Robert James Fischer llegó a planear un duelo con la menor de ellas, Judit, después de descartar a Kasparov y Karpov por «criminales» y a algún otro por diferentes motivos. Stankovic opina que su soñado duelo con la mejor jugadora de la historia no fructificó porque el americano temía perder, pese a que se puso sobre la mesa una bolsa de premios fabulosa. Al parecer, Bobby también metió la pata con algún comentario antisemita en casa de los Polgar, que eran judíos.
Roces con Spassky
Otro de los momentos culminantes del libro es una escena inverosímil. Spassky pidió (¡al guardaespaldas!) más dinero por seguir «dejándose ganar». El viejo Boris (55 años) insinuó que el nivel de Fischer (49) era muy pobre, pero que el circo estaba montado para romper el bloqueo al país y ver resurgir al genio. El autor consideró aquello un farol y desoyó el chantaje, aunque cree que Spassky acabó logrando algo de dinero, aunque no sabe quién pudo dárselo.

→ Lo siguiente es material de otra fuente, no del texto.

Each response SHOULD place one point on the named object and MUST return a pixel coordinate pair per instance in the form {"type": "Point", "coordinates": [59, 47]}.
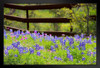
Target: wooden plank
{"type": "Point", "coordinates": [38, 20]}
{"type": "Point", "coordinates": [14, 28]}
{"type": "Point", "coordinates": [39, 7]}
{"type": "Point", "coordinates": [57, 33]}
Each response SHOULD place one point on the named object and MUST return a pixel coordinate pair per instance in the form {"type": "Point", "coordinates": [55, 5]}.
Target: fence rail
{"type": "Point", "coordinates": [38, 20]}
{"type": "Point", "coordinates": [38, 7]}
{"type": "Point", "coordinates": [57, 33]}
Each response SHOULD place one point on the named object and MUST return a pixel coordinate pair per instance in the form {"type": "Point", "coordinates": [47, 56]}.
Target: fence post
{"type": "Point", "coordinates": [27, 18]}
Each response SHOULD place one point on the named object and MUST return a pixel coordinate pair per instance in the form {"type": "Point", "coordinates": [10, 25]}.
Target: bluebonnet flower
{"type": "Point", "coordinates": [94, 36]}
{"type": "Point", "coordinates": [15, 55]}
{"type": "Point", "coordinates": [85, 40]}
{"type": "Point", "coordinates": [38, 53]}
{"type": "Point", "coordinates": [77, 37]}
{"type": "Point", "coordinates": [64, 42]}
{"type": "Point", "coordinates": [44, 57]}
{"type": "Point", "coordinates": [82, 53]}
{"type": "Point", "coordinates": [71, 41]}
{"type": "Point", "coordinates": [83, 59]}
{"type": "Point", "coordinates": [72, 47]}
{"type": "Point", "coordinates": [68, 52]}
{"type": "Point", "coordinates": [18, 31]}
{"type": "Point", "coordinates": [18, 43]}
{"type": "Point", "coordinates": [4, 47]}
{"type": "Point", "coordinates": [53, 40]}
{"type": "Point", "coordinates": [17, 36]}
{"type": "Point", "coordinates": [11, 30]}
{"type": "Point", "coordinates": [56, 46]}
{"type": "Point", "coordinates": [90, 36]}
{"type": "Point", "coordinates": [94, 61]}
{"type": "Point", "coordinates": [26, 50]}
{"type": "Point", "coordinates": [42, 47]}
{"type": "Point", "coordinates": [4, 32]}
{"type": "Point", "coordinates": [31, 50]}
{"type": "Point", "coordinates": [20, 49]}
{"type": "Point", "coordinates": [56, 37]}
{"type": "Point", "coordinates": [89, 41]}
{"type": "Point", "coordinates": [37, 47]}
{"type": "Point", "coordinates": [15, 33]}
{"type": "Point", "coordinates": [55, 57]}
{"type": "Point", "coordinates": [94, 41]}
{"type": "Point", "coordinates": [6, 52]}
{"type": "Point", "coordinates": [82, 46]}
{"type": "Point", "coordinates": [82, 35]}
{"type": "Point", "coordinates": [67, 47]}
{"type": "Point", "coordinates": [89, 54]}
{"type": "Point", "coordinates": [5, 36]}
{"type": "Point", "coordinates": [52, 48]}
{"type": "Point", "coordinates": [94, 53]}
{"type": "Point", "coordinates": [40, 39]}
{"type": "Point", "coordinates": [59, 59]}
{"type": "Point", "coordinates": [35, 31]}
{"type": "Point", "coordinates": [67, 37]}
{"type": "Point", "coordinates": [9, 47]}
{"type": "Point", "coordinates": [15, 45]}
{"type": "Point", "coordinates": [70, 57]}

Lo cierto es que, siempre según el libro, las relaciones entre ambos no eran tan fluidas. El campeón americano no sólo hizo revisar la sala de descanso de su supuesto amigo. Llegó a molestarle profundamente que su rival se presentara un día a jugar con una visera, igual que la suya, como si aquello fuera una especie de parodia. En otro momento de su duelo, Boris empezó a usar la sala de descanso más a menudo, alegando fatiga. A Bobby le irritaba este uso «ilegal» y después de la partida 21 pidió que cesara esta «actividad anticaballerosa» y «antiajedrecística». Un curioso antecedente del «vátergate» entre Kramnik y Topalov.

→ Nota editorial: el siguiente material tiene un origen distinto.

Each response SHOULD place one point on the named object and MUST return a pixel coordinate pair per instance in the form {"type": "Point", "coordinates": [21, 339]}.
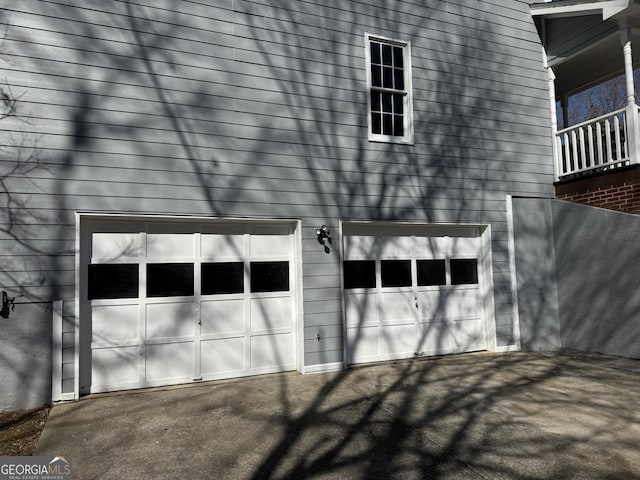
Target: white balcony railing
{"type": "Point", "coordinates": [598, 144]}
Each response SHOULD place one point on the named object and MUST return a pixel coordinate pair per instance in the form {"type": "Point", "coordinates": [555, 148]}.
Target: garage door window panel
{"type": "Point", "coordinates": [113, 280]}
{"type": "Point", "coordinates": [431, 273]}
{"type": "Point", "coordinates": [464, 271]}
{"type": "Point", "coordinates": [359, 274]}
{"type": "Point", "coordinates": [222, 278]}
{"type": "Point", "coordinates": [396, 273]}
{"type": "Point", "coordinates": [170, 280]}
{"type": "Point", "coordinates": [269, 277]}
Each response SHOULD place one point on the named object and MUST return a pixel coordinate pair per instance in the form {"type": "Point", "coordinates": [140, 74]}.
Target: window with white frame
{"type": "Point", "coordinates": [389, 84]}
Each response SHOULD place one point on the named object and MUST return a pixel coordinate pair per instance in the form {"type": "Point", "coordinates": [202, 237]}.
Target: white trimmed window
{"type": "Point", "coordinates": [389, 84]}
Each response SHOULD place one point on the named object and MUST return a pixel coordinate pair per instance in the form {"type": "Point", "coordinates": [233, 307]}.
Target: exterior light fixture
{"type": "Point", "coordinates": [324, 237]}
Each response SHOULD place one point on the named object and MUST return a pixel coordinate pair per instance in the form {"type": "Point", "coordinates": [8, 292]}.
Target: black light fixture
{"type": "Point", "coordinates": [324, 237]}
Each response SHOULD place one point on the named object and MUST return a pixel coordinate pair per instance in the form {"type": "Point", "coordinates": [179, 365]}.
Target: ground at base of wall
{"type": "Point", "coordinates": [20, 431]}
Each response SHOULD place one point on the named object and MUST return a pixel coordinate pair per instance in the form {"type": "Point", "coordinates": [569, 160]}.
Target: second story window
{"type": "Point", "coordinates": [389, 83]}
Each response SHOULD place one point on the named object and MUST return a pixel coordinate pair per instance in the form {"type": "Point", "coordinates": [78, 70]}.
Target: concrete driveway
{"type": "Point", "coordinates": [511, 416]}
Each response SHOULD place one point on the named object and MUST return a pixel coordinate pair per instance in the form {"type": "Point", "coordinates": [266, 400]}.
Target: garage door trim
{"type": "Point", "coordinates": [480, 231]}
{"type": "Point", "coordinates": [86, 223]}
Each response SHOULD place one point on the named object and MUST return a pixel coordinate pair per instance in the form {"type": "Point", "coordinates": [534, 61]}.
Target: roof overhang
{"type": "Point", "coordinates": [573, 8]}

Bobby Fischer hablaba varios idiomas, incluido el español, y se esforzaba por leer la prensa serbia, al tiempo que rehuía toda clase de entrevistas, incluso con el insistente primer ministro Milan Panic. Otra de sus facetas era mostrar una exagerada autoconfianza: «No necesito ninguna preparación especial porque mi vida entera es un constante entrenamiento y eso me hace estar preparado en todo momento para cualquier desafío». En todo caso, nunca aceptó otros retos y murió solo y perseguido, aunque nunca olvidado. Sobre el tablero era Dios.
Las mujeres del genio
A su hermana Joan, con la que no tenía relación, la recibió con enorme frialdad, pese a que fue quien le enseñó a jugar de niño. Afirmaba que él «habría aprendido de una manera o de otra» y que ella era «una completa extraña» para él. Estaba segura de que había ido a verlo «tras el olor del dinero». «Me considero un gran patriota americano», le dijo un día Bobby a Stankovic, antes de confesarle que las relaciones con su país también se habían congelado. «Crecí en una familia fría, en una sociedad americana fría, durante la Guerra Fría».

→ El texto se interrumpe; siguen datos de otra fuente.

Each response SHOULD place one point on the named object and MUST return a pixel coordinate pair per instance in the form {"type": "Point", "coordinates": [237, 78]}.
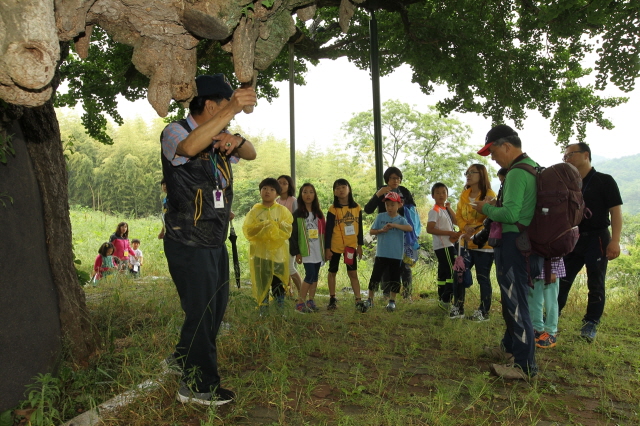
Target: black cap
{"type": "Point", "coordinates": [214, 85]}
{"type": "Point", "coordinates": [498, 132]}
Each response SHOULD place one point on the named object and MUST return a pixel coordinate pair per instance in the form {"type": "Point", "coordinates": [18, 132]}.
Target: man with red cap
{"type": "Point", "coordinates": [389, 227]}
{"type": "Point", "coordinates": [197, 154]}
{"type": "Point", "coordinates": [516, 205]}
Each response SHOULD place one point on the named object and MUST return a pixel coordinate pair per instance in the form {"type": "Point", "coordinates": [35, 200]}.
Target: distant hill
{"type": "Point", "coordinates": [625, 171]}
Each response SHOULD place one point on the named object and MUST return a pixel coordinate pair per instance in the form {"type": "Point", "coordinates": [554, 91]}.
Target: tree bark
{"type": "Point", "coordinates": [42, 136]}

Con la japonesa Miyoko Watai se acabó casando. Pero la más intrigante era una húngara de 19 años, Zita Rajcsányi, que lo tenía dominado. Fischer era muy ingenuo, aunque en los últimos meses, cuando se vio con dinero, según Stankovic empezó a frecuentar cierto tipo de locales en Budapest, por los que su guardaespaldas se veía obligado a perseguirlo. Su actitud contrastaba con la que ilustra una anécdota de los primeros tiempos. Durante un masaje, Bobby no pudo reprimir una erección y, avergonzado, le pidió a la masajista que abandonara rápidamente la habitación.